The WSJ write-up is blunt about how the story is likely to affect the Iran debate: “In Washington, some Republican lawmakers said the pending White House deal with Iran could mirror the 1994 nuclear agreement the Clinton administration made with North Korea. The deal was intended to halt Pyongyang’s nuclear weapons capabilities, but instead, they allege, provided diplomatic cover to expand them… “We saw how North Korea was able to game this whole process,” U.S. Rep. Ed Royce (R., Calif.), chairman of the House Foreign Affairs Committee, said in an interview. “I wouldn’t be surprised if Iran had its hands on the same playbook.”

Politics — why it will matter: The parallels write themselves. The Agreed Framework was negotiated by Wendy Sherman and the Iran deal is being negotiated by Wendy Sherman. The Agreed framework lasted a decade and the Iran deal is slated to last a decade. The Agreed Framework relied on IAEA verification and the Iran deal relies on IAEA verification. And now the North Koreans have a full-blown nuclear arsenal, which the Americans don’t even know about (“U.S. officials didn’t attend the meeting but some expressed surprise when they were later briefed on the details”). It’s a disaster on any number of levels.

Policy — why it should matter even more: the Iran deal will flood the Islamic Republic with hundreds of billions of dollars, potentially including the $50 billion signing bonus. But in every meaningful sense, the North Korean nuclear program is an Iranian nuclear program, albeit beyond Iran’s territorial borders. The Iranians pay for the program. The Iranians receive knowledge and technology from the program. The Iranians are on hand to observe every major nuclear and missile test. Etc. Seen in this light, the nuclear deal with Iran will become a multi-billion dollar jobs program for North Korean nuclear engineers, who will use the money to create and miniaturize more nuclear warheads, which they will then give back to Tehran. The deal doesn’t stop Iran’s nuclear weapons program. It finances the program.
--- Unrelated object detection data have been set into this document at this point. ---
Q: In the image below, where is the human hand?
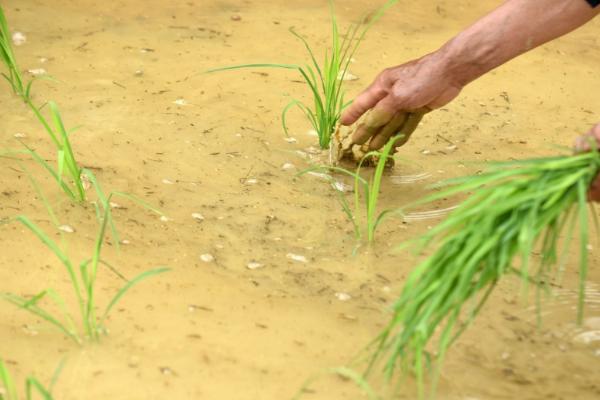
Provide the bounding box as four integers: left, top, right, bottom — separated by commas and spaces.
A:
340, 51, 464, 150
575, 124, 600, 202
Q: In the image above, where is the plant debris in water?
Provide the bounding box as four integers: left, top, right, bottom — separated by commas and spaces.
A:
367, 151, 600, 398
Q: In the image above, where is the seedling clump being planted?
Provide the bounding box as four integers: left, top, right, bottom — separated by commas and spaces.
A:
207, 0, 397, 149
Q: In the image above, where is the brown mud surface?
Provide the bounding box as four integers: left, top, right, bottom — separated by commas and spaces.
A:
0, 0, 600, 400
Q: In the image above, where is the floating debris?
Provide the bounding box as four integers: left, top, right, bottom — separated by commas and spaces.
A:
58, 225, 75, 233
573, 330, 600, 344
192, 213, 204, 221
12, 32, 27, 46
27, 68, 47, 76
246, 261, 264, 270
200, 253, 215, 262
335, 292, 352, 301
286, 253, 308, 263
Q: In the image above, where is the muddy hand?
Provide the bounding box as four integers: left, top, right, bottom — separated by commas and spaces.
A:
575, 124, 600, 202
341, 53, 463, 150
352, 108, 430, 150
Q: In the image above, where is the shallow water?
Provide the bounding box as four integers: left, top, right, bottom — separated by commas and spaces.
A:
0, 0, 600, 400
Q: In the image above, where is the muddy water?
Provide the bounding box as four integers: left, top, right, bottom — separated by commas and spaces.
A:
0, 0, 600, 400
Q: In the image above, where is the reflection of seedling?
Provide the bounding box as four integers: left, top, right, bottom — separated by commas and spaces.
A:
0, 360, 62, 400
370, 151, 600, 397
300, 136, 402, 243
208, 0, 397, 149
0, 186, 168, 343
0, 7, 26, 98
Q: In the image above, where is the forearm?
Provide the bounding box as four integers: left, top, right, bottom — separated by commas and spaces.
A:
438, 0, 600, 85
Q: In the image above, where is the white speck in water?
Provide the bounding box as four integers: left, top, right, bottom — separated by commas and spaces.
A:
246, 261, 264, 270
200, 253, 215, 262
335, 292, 352, 301
331, 181, 354, 193
573, 330, 600, 344
27, 68, 47, 76
58, 225, 75, 233
307, 171, 331, 181
286, 253, 308, 263
12, 32, 27, 46
192, 213, 204, 221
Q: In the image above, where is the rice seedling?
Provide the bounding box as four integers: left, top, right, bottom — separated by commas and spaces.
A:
0, 359, 62, 400
25, 100, 86, 202
298, 136, 402, 243
0, 7, 31, 98
367, 151, 600, 398
0, 186, 169, 344
207, 0, 397, 149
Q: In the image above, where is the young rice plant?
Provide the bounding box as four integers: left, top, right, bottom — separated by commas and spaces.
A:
0, 6, 31, 99
299, 135, 402, 243
0, 184, 168, 344
0, 359, 61, 400
367, 151, 600, 398
207, 0, 398, 149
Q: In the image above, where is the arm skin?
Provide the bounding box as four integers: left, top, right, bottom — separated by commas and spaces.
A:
341, 0, 600, 155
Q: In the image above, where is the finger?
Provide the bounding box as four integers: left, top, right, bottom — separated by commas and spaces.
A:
352, 108, 394, 145
340, 83, 387, 125
369, 112, 409, 150
396, 109, 429, 147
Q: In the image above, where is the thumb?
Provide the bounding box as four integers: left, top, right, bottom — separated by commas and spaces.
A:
340, 86, 387, 125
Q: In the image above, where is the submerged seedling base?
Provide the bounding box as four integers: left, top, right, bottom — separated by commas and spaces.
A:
329, 122, 395, 169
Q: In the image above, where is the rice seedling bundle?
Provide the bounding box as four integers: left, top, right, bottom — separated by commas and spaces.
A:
367, 151, 600, 397
207, 0, 398, 149
0, 7, 26, 96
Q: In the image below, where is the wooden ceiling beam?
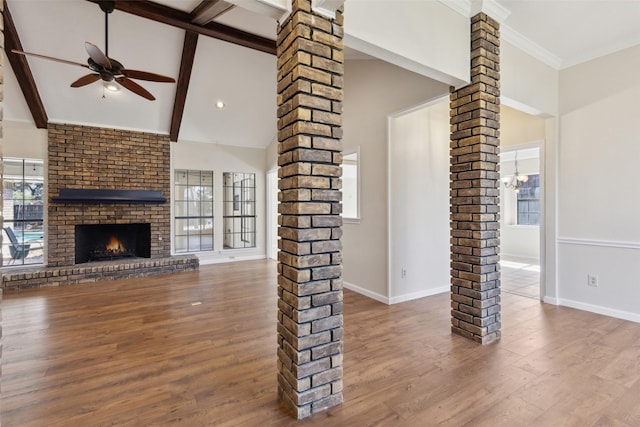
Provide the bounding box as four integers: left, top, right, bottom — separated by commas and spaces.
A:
169, 31, 198, 142
191, 0, 235, 25
87, 0, 276, 55
4, 1, 49, 129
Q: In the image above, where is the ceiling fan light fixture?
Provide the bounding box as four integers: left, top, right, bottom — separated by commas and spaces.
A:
104, 81, 120, 92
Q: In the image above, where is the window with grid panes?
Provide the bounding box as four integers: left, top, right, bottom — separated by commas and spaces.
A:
173, 169, 213, 253
222, 172, 256, 249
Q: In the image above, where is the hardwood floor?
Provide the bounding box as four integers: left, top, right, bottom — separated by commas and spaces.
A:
2, 261, 640, 427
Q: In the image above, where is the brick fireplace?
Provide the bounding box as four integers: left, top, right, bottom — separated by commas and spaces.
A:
3, 124, 198, 288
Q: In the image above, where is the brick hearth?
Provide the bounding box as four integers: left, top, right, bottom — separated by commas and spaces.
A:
3, 124, 198, 288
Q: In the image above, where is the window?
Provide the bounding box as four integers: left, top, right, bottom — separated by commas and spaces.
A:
342, 151, 360, 220
174, 169, 213, 253
2, 158, 44, 265
517, 174, 540, 225
222, 172, 256, 249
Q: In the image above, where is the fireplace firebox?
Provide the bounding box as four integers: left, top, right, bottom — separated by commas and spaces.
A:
75, 223, 151, 264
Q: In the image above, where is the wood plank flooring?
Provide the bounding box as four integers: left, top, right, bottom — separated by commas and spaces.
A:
1, 260, 640, 427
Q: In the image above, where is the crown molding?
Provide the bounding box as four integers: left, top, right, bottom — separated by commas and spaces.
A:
311, 0, 346, 19
438, 0, 563, 70
469, 0, 511, 24
438, 0, 471, 18
438, 0, 511, 24
500, 25, 562, 70
560, 34, 640, 70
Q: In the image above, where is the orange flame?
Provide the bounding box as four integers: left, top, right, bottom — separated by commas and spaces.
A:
107, 236, 126, 253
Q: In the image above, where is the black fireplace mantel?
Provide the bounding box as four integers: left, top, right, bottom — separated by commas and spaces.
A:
51, 188, 167, 204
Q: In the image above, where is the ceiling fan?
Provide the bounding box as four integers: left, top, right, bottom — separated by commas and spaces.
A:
12, 0, 175, 101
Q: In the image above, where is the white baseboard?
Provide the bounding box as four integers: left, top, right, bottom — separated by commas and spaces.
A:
344, 282, 389, 305
389, 285, 451, 304
196, 254, 267, 265
557, 298, 640, 323
344, 282, 451, 305
500, 252, 540, 265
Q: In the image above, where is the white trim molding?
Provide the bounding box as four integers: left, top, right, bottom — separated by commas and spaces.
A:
343, 282, 389, 305
311, 0, 346, 19
556, 298, 640, 323
438, 0, 511, 24
344, 282, 451, 305
500, 24, 562, 70
556, 237, 640, 250
195, 252, 267, 265
388, 285, 451, 305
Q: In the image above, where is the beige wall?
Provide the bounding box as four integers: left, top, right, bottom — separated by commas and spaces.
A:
558, 46, 640, 321
343, 60, 449, 298
389, 97, 451, 303
500, 105, 546, 149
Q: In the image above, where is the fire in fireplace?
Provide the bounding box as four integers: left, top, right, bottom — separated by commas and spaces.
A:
89, 236, 136, 261
75, 224, 151, 264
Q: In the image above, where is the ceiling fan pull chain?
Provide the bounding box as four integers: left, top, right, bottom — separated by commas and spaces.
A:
104, 11, 109, 58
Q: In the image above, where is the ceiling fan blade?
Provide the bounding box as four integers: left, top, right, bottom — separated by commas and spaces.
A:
71, 74, 100, 87
116, 77, 156, 101
11, 49, 89, 68
120, 69, 176, 83
84, 42, 111, 69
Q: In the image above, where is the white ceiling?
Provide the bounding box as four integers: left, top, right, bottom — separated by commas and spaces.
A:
496, 0, 640, 69
3, 0, 640, 147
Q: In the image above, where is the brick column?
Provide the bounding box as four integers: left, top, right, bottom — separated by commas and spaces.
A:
0, 2, 4, 426
277, 0, 343, 419
450, 13, 500, 344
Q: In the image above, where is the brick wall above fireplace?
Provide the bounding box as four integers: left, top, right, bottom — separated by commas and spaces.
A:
47, 124, 171, 267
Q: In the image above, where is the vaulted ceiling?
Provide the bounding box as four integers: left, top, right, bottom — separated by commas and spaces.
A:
5, 0, 276, 147
3, 0, 640, 147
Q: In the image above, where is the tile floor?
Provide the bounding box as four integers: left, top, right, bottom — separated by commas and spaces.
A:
500, 260, 540, 299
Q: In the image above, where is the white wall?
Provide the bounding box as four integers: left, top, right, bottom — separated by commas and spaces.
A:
500, 40, 559, 117
342, 60, 449, 301
557, 46, 640, 321
389, 98, 450, 303
344, 0, 471, 86
2, 121, 48, 163
171, 141, 266, 264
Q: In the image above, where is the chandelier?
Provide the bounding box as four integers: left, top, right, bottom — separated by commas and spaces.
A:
504, 151, 529, 193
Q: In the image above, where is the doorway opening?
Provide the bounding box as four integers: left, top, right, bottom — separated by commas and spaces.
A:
500, 143, 544, 299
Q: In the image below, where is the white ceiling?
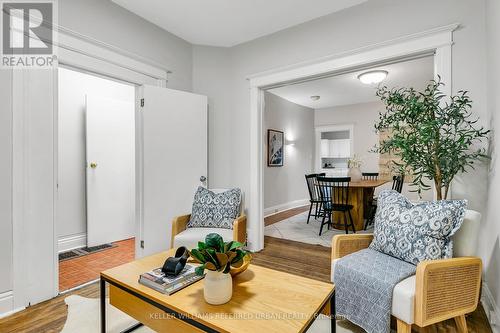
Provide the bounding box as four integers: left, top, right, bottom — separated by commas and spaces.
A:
112, 0, 367, 47
269, 56, 434, 109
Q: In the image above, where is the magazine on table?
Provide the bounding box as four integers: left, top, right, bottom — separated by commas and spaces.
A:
139, 264, 203, 295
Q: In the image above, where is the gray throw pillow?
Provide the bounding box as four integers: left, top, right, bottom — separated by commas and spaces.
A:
370, 190, 467, 265
187, 186, 241, 229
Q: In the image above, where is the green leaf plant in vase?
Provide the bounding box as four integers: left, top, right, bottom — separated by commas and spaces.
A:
190, 233, 250, 305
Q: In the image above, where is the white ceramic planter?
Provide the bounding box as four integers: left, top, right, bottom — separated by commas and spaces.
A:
347, 168, 363, 183
203, 270, 233, 305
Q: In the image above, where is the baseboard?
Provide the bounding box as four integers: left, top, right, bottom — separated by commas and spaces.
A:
264, 199, 309, 217
57, 233, 87, 253
481, 282, 500, 333
0, 290, 24, 319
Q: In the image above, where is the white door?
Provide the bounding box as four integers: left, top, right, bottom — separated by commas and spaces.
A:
86, 96, 136, 246
136, 86, 208, 255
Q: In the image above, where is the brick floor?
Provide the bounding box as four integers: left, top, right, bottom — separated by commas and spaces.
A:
59, 238, 135, 292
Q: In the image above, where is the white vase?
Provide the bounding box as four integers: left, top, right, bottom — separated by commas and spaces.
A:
203, 270, 233, 305
347, 168, 363, 183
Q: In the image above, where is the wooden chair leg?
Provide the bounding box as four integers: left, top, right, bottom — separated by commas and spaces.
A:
398, 319, 411, 333
453, 315, 468, 333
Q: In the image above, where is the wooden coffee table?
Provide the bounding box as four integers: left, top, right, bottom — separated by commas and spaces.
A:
100, 250, 335, 333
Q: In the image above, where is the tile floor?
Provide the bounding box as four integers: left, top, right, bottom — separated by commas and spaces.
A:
59, 238, 135, 292
264, 212, 373, 247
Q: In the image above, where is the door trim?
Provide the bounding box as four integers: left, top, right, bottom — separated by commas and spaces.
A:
11, 26, 171, 311
247, 23, 459, 251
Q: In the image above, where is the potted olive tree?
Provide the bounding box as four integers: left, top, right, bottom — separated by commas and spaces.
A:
375, 79, 489, 200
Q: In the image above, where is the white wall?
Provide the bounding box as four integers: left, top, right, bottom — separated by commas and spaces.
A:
479, 0, 500, 322
193, 46, 234, 188
57, 68, 135, 250
314, 100, 434, 201
0, 0, 192, 314
263, 92, 314, 213
314, 102, 384, 172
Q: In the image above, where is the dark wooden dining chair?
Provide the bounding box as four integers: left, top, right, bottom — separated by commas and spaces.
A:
361, 172, 379, 180
316, 177, 356, 236
306, 173, 326, 223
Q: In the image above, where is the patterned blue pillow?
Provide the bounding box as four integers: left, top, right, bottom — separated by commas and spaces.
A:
187, 186, 241, 229
370, 190, 467, 265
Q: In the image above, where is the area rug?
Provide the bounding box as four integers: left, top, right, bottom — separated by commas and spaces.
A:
61, 295, 364, 333
264, 212, 373, 247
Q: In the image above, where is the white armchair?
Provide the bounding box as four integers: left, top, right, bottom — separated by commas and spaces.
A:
331, 210, 482, 333
170, 189, 247, 249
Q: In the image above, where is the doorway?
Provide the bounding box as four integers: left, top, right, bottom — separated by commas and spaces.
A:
247, 25, 457, 251
56, 66, 136, 292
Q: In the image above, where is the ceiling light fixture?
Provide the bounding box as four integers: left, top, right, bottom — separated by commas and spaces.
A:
358, 71, 389, 84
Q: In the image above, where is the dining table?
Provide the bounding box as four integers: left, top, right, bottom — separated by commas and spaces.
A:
332, 179, 389, 231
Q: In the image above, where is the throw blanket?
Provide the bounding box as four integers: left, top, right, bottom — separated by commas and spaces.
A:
333, 249, 417, 333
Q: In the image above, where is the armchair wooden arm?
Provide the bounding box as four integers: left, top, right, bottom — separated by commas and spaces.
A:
233, 214, 247, 244
415, 257, 482, 332
332, 234, 373, 260
170, 214, 191, 247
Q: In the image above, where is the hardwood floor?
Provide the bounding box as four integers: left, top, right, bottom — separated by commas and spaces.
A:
0, 207, 492, 333
264, 205, 309, 227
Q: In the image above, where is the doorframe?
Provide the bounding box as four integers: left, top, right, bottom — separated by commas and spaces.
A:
9, 26, 172, 313
247, 23, 460, 251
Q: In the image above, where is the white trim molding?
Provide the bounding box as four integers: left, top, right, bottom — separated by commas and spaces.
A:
11, 22, 170, 316
264, 198, 309, 217
481, 281, 500, 333
247, 24, 459, 251
57, 233, 87, 253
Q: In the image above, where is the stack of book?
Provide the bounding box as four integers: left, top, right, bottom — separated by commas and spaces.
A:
139, 264, 203, 295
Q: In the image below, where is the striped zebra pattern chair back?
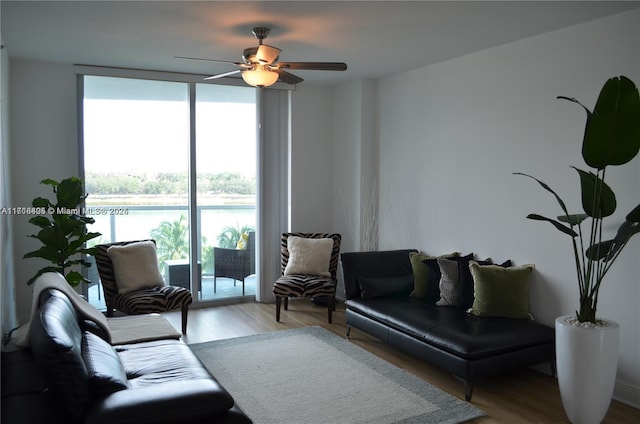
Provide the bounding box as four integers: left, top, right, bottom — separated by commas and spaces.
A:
273, 233, 342, 323
95, 240, 193, 334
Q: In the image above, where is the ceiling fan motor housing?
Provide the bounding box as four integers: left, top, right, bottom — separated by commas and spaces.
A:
242, 47, 258, 63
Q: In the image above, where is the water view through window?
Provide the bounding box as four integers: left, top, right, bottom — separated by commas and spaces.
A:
83, 76, 256, 307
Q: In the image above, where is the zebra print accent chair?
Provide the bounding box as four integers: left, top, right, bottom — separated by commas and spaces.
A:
95, 240, 193, 334
273, 233, 342, 323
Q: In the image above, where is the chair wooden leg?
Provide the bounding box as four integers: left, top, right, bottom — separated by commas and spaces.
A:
464, 380, 473, 402
327, 296, 335, 324
182, 305, 189, 334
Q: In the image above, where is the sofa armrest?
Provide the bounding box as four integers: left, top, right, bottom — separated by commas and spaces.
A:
340, 249, 417, 300
86, 379, 234, 424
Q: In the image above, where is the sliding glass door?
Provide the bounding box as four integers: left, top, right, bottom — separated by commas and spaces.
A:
82, 76, 256, 306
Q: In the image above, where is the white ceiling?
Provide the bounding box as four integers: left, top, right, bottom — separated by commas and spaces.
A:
0, 1, 640, 85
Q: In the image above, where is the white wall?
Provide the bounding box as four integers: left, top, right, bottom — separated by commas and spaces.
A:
368, 11, 640, 405
10, 60, 79, 323
289, 84, 334, 233
0, 37, 18, 336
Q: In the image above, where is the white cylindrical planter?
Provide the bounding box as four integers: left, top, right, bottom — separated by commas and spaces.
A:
556, 316, 619, 424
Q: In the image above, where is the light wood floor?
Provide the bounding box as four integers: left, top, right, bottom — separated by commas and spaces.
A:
166, 299, 640, 424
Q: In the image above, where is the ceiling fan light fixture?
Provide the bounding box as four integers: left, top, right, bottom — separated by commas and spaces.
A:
242, 66, 280, 87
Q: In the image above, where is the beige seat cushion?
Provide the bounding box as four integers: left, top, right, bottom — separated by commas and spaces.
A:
107, 241, 164, 294
284, 236, 333, 277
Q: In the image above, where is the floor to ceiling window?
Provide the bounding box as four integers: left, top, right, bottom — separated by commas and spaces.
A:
82, 76, 256, 306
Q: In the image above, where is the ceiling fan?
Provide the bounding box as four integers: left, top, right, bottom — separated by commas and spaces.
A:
175, 27, 347, 87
The WSJ also flagged a broader U.S. hegemony angle – “the Chinese estimates reflect growing concern in Beijing over North Korea’s weapons program and what they see as U.S. inaction while President Barack Obama focuses on a nuclear deal with Iran” – which is certainly worth reporting out. But the next few weeks on the Hill are going to be about Iran and Corker-Menendez, so that’s where the policy conversation is probably going to go.

I thought that readers who have been following Omri’s email commentary on the arrangement in process with Iran would find this of interest as well.